Geographic Warehouse and Service Broker

Maps are an essential component of an indicator information system. Analysts, decision makers and GIS experts need access to digital maps to spatially view their indicator data. To avoid duplication and increase both cooperation and the quality of collected data and maps to be made available to everyone, a distributed network of map databases is necessary. In addition, to search for and find the desired map, a smart query system based on the map’s metadata needs to be implemented. Some protocols and standards have already been suggested for such a global network of map sources and the searchable metadata, by the OGC. One successful implementation of these protocols, along with an open source application for running your own map warehouse and query client, is GeoNetworks.

Statistical Analysis System

Data need to be processed before they can be mapped. Often, this requires filtering the data through a statistical analyzer. For example, AIDS cases in Botswana alone do not have much meaning unless they are disaggregated over age groups and gender, then given percentage values of prevalence over the whole population of the country, and compared across the various districts. Or there may also be too much census data, and a statistical system can aggregate that information into what can be easily visualized on a map, chart or time-series graph.

Open Information/Open Source

Information is vital to developing countries in combating AIDS, poverty and hunger, and to ensure education, environmental sustainability and social equality. Most NGOs, UN organizations and funding bodies support programs to gather data and disseminate it in an informative way that assists development where development is needed most. And most agree that there should be no price tags or restrictions on data that can be used to educate the policy makers to make informed decisions on how to best invest in the social welfare of their jurisdiction. But is proprietary, copyright protected software a means to circumvent the unethical practice of information hiding?

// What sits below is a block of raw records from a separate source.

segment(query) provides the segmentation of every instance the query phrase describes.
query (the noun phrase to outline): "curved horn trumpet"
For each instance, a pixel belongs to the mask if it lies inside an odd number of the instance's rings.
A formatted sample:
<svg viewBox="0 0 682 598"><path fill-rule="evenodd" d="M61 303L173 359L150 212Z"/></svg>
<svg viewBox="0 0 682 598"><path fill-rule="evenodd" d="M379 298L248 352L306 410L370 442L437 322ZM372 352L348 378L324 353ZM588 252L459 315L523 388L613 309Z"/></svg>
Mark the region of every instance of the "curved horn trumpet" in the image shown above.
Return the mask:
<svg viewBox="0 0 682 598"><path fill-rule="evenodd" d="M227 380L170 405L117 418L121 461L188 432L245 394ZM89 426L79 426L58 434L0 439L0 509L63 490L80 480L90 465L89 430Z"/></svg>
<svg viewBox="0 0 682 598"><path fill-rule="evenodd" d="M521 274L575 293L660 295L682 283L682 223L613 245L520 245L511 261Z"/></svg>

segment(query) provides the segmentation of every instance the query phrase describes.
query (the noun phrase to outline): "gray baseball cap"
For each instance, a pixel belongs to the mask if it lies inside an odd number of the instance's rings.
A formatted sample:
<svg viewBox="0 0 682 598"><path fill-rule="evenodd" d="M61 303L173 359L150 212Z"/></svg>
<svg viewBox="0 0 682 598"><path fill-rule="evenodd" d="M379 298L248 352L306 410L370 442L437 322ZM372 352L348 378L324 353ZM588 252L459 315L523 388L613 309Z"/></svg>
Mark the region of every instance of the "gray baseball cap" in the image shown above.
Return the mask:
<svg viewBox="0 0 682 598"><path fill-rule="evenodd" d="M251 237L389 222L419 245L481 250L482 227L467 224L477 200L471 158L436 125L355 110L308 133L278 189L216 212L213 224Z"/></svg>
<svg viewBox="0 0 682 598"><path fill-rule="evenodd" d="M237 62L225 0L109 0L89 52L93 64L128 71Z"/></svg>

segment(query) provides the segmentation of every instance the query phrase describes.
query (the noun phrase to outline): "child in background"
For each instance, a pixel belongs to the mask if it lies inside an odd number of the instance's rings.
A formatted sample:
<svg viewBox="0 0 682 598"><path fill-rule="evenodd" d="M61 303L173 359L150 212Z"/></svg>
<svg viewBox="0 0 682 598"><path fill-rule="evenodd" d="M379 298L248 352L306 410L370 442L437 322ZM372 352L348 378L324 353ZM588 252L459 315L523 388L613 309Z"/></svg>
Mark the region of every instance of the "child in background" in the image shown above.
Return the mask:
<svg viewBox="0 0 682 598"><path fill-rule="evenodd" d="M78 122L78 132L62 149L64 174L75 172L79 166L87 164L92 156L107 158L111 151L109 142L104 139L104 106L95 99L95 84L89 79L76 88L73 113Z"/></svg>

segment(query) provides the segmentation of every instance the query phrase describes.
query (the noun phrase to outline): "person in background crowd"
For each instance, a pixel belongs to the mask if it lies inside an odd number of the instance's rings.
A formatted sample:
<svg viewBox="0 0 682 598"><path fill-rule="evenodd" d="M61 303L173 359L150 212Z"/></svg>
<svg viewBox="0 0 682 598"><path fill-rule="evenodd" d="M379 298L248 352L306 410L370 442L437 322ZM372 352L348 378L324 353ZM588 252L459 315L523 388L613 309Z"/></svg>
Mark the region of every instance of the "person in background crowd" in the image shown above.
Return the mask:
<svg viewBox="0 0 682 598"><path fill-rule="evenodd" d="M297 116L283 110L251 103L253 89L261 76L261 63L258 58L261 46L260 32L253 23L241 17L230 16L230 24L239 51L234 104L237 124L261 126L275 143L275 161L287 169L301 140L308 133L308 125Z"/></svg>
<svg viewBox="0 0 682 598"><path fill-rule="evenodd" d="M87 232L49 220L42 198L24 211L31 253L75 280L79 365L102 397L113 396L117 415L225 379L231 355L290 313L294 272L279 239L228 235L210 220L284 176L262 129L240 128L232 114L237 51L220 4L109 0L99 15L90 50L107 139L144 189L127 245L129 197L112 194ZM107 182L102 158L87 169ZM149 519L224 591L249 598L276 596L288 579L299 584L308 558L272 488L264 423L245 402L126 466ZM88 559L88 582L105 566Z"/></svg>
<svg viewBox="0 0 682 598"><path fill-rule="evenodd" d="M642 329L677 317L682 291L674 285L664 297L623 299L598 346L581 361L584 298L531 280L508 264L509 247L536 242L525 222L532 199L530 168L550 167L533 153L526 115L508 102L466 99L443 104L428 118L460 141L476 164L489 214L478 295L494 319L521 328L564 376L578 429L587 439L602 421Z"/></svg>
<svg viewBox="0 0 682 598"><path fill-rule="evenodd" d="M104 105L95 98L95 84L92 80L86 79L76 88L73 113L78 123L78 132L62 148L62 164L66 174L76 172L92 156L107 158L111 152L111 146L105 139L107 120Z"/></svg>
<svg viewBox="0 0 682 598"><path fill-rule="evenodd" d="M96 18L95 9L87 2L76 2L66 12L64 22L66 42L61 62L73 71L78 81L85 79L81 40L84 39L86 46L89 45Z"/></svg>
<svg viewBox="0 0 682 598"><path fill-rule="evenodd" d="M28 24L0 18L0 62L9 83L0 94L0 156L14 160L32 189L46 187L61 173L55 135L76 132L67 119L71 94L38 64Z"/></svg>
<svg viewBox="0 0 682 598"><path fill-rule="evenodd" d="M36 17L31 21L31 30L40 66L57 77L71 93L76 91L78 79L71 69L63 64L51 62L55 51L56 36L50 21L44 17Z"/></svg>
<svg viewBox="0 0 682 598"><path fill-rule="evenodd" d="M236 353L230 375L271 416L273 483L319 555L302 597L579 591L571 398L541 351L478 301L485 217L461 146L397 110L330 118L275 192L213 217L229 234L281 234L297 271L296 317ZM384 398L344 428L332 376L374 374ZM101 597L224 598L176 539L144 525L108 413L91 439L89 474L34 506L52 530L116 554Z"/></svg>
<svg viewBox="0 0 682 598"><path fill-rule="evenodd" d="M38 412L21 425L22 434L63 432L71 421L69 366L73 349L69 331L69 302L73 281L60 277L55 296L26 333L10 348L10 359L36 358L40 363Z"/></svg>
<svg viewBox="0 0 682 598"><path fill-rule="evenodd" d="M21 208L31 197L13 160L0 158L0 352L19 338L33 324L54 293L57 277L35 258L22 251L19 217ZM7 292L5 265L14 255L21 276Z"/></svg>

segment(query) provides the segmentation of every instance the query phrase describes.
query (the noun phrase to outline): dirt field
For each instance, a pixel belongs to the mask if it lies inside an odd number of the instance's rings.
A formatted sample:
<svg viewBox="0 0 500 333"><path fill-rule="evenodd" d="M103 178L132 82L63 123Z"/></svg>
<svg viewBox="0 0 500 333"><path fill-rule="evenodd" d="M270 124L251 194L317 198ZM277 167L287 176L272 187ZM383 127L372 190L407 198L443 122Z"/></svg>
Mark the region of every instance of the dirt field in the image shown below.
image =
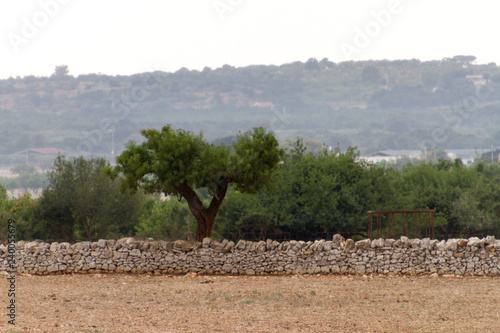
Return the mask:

The open source model is an essential principal in building a global indicator information system. There is no business or corporation in the world that can afford to address all the needs of all the clients who use software to analyze indicators. The only model which can successfully support such a massive demand is an open source community. Therefore, it is absolutely essential for any global indicator information system to be armed with a toolkit of open source software and open-information services.

Security Model

Data are precious and proprietary. Data collectors want to control how they share their data and want exclusive rights to who can modify it or see it. KIDS implements such a security policy, where features necessary to view, modify and download data are made available to clients based on a tiered set of access controls. Any other system connecting to the KIDS Web services to collect data must authenticate itself and will be bound by the rules and permissions given to it. Thus data integrity and security is preserved, even in an open source, open information system.

Geocoding Standard

Conflict, politics, and policy in many developing and under-developed regions change the face of our world daily. Administrative boundaries shift, district names change, and provinces merge or split to form new ones. The implication and challenge for GIS is to keep the maps and data updated constantly and accurately. To ensure accuracy and avoid the tedious and manual task of matching data to maps, standards need to be devised and conformed with. So a well devised standard should address the georeferenced data and boundary map units with “geocodes” that identify the administrative level of the region, the region’s ISO 3166-2 code, and the time when that data was recorded or the region was coded.

An initiative called GAUL (Global Administrative Unit Layers) has been launched by the Department of Sustainable Development, which addresses the issues surrounding geocoding of boundary maps. Its principles have been well received by the many UN groups. Its success however, remains dependent on its wider acceptance and adoption by the larger GIS community.